Santiago, a goldfish who was released into a freezing body of water last Autumn, has been found alive and well. At the end of September last year, Emily Monsell reported on the story of Santiago, the fairground goldfish who was won in a ridiculously easy card game and was then released into a residential pond for lack of another home.

Fears grew as an exceptionally cold winter gripped the Thames Valley and Santiago was not sighted. Residents began to give up hope. “I was certain he’d died the night he’d been released” said Lynne, sister of author Emily. “It was such a cold winter and, although I feel they did the right thing by giving him the chance at survival, no one really believed he had pulled through. Even if he’d survived the elements, there were herons and our cats – Oscar and Merlin – to contend with”.

Yet, against all odds, Mrs.
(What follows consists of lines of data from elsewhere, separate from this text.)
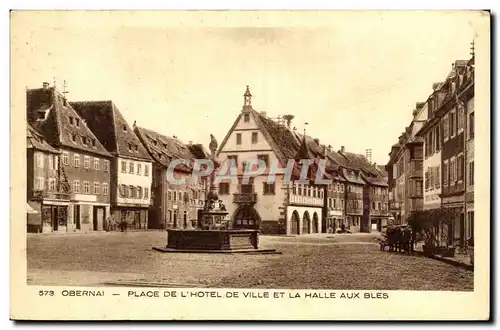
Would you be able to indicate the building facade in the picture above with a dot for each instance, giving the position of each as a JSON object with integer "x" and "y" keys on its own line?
{"x": 48, "y": 191}
{"x": 131, "y": 166}
{"x": 176, "y": 198}
{"x": 278, "y": 206}
{"x": 84, "y": 162}
{"x": 405, "y": 168}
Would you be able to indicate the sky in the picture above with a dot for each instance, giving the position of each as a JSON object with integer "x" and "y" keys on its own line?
{"x": 353, "y": 76}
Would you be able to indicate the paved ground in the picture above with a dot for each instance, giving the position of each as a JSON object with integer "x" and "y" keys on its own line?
{"x": 308, "y": 262}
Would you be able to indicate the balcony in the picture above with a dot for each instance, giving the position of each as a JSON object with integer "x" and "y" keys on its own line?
{"x": 416, "y": 168}
{"x": 245, "y": 198}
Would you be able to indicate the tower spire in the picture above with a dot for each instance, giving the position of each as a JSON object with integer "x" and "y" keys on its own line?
{"x": 247, "y": 100}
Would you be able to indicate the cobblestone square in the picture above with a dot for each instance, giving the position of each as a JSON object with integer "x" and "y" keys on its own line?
{"x": 340, "y": 262}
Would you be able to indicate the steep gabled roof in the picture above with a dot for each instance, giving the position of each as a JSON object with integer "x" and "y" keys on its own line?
{"x": 35, "y": 140}
{"x": 58, "y": 122}
{"x": 163, "y": 149}
{"x": 108, "y": 124}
Doris Monsell spotted him on Monday afternoon, swimming among the reeds in the centre of the pond. “I reckon he was about 10cm in length! I tried to call Emily, as she was the one who released him, but she was at work. When I called her sister she wouldn’t believe me at first. In fact, I had to look twice myself, because it was such remarkable tale!”

Reports have, indeed, confirmed that Sanitago is alive and well. He was last spotted 20 minutes ago, measuring approximately 6cm in length, with a healthy, golden glow.